Trotz erheblicher Anstrengungen von Menschen mit psychosozialen und geistigen Behinderungen, ihren Organisationen und verschiedenen Arbeitsgruppen kommt es auch im 21. Jahrhundert weiterhin zu Diskriminierung und Menschenrechtsverletzungen in Institutionen, insbesondere psychiatrischen Einrichtungen.
trotz der Verabschiedung dieser Leitlinien vor zwei Jahren hat praktisch kein Staat konkrete Schritte zu ihrer Umsetzung unternommen
Dr. Amalia Gamio, stellvertretende Vorsitzende des UN-Ausschusses für die Rechte von Menschen mit Behinderungen
Dr. Amalia Gamio betonte, dass trotz der Verabschiedung dieser Leitlinien vor zwei Jahren praktisch kein Staat konkrete Schritte zu ihrer Umsetzung unternommen habe. In den Überprüfungen der Vertragsstaaten wurde festgestellt, dass Maßnahmen, die den Artikeln 12, 14, 17 und 19 der Konvention über die Rechte von Menschen mit Behinderungen zuwiderlaufen, fälschlicherweise als Schutz für Menschen mit Behinderungen gerechtfertigt werden.
Dieser Ansatz ignoriert die Richtlinien von Artikel 14 und des Allgemeinen Kommentars Nr. 5 zu Artikel 19, die Nichtdiskriminierung, Respekt für die Würde, Gleichheit und Deinstitutionalisierung fördern.
An der Institutionalisierung festzuhalten, hieße, ein medizinisches Modell aufrechtzuerhalten, das Geschlecht, Alter und vor allem die Würde ignoriert.
Dr. Amalia Gamio, stellvertretende Vorsitzende des UN-Ausschusses für die Rechte von Menschen mit Behinderungen
Die Institutionalisierung führt ein veraltetes medizinisches Modell fort, das die Würde und Autonomie des Einzelnen ignoriert, das Gewaltpotenzial erhöht und die rechtlichen Möglichkeiten für Wiedergutmachung einschränkt. Und tatsächlich, wie vielfach bewiesen wurde, setzt das Recht auf ein unabhängiges Leben und die Einbindung in die Gemeinschaft ein Leben außerhalb von Heimen voraus, ein Prinzip, das weiterhin ignoriert wird.
Dr. Gamio betonte, dass alle internationalen Menschenrechtsverträge das Recht auf Freiheit und Nichtdiskriminierung schützen. Die Nichtumsetzung der Leitlinien verletze nicht nur diese Rechte, sondern behindere auch die Erreichung der nachhaltigen Entwicklungsziele, erklärte sie, und beeinträchtige die Armutsbekämpfung, die Gleichstellung der Geschlechter und ein integratives Wirtschaftswachstum.
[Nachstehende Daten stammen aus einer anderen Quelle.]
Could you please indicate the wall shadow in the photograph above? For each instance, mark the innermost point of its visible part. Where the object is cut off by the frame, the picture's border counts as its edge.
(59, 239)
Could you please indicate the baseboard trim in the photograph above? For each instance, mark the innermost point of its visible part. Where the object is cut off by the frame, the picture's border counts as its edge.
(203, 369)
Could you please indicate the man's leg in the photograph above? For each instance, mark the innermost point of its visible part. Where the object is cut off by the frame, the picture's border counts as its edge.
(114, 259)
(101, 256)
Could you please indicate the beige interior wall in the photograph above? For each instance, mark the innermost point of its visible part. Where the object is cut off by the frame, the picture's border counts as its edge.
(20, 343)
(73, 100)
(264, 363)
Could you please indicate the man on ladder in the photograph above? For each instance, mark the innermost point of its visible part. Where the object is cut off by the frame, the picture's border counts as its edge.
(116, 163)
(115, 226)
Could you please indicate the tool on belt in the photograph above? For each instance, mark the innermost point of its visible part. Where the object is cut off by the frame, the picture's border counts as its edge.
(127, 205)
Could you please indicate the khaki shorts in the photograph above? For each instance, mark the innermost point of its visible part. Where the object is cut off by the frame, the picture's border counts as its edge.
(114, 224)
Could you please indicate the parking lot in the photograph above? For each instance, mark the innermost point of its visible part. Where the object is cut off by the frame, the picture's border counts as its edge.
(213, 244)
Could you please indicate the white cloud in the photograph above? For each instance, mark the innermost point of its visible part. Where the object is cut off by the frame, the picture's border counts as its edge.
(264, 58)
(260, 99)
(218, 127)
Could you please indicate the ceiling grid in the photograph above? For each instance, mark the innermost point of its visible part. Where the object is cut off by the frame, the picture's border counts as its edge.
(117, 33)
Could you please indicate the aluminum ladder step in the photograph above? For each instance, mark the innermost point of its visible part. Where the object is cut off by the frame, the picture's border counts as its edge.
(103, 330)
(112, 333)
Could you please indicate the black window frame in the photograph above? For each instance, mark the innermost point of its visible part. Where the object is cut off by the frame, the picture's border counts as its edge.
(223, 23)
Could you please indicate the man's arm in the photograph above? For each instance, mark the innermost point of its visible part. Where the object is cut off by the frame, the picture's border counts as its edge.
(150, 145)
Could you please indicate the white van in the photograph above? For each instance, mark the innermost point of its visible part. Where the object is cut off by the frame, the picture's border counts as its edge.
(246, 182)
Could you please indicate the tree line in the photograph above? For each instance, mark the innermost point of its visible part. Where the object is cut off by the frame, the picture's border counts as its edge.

Der Aufruf ist klar: Es ist keine Zeit mehr zu verlieren. Die Gesellschaft kann nicht länger zulassen, dass die Rechte von Menschen mit psychosozialen und geistigen Behinderungen verletzt werden. „Jedes Jahr, das ohne Umsetzung dieser Richtlinien vergeht, ist ein weiteres Jahr der Ungerechtigkeit und Diskriminierung, in dem Menschen weiterhin gezwungen oder sogar überlistet werden, in psychiatrische Einrichtungen zu gehen, in der Hoffnung auf Hilfe, die sich allzu oft als Verrat erweist“, sagte einer der Teilnehmer der UN. Die internationale Gemeinschaft muss dringend handeln, um sicherzustellen, dass die Rechte von Menschen mit Behinderungen vollständig verwirklicht werden.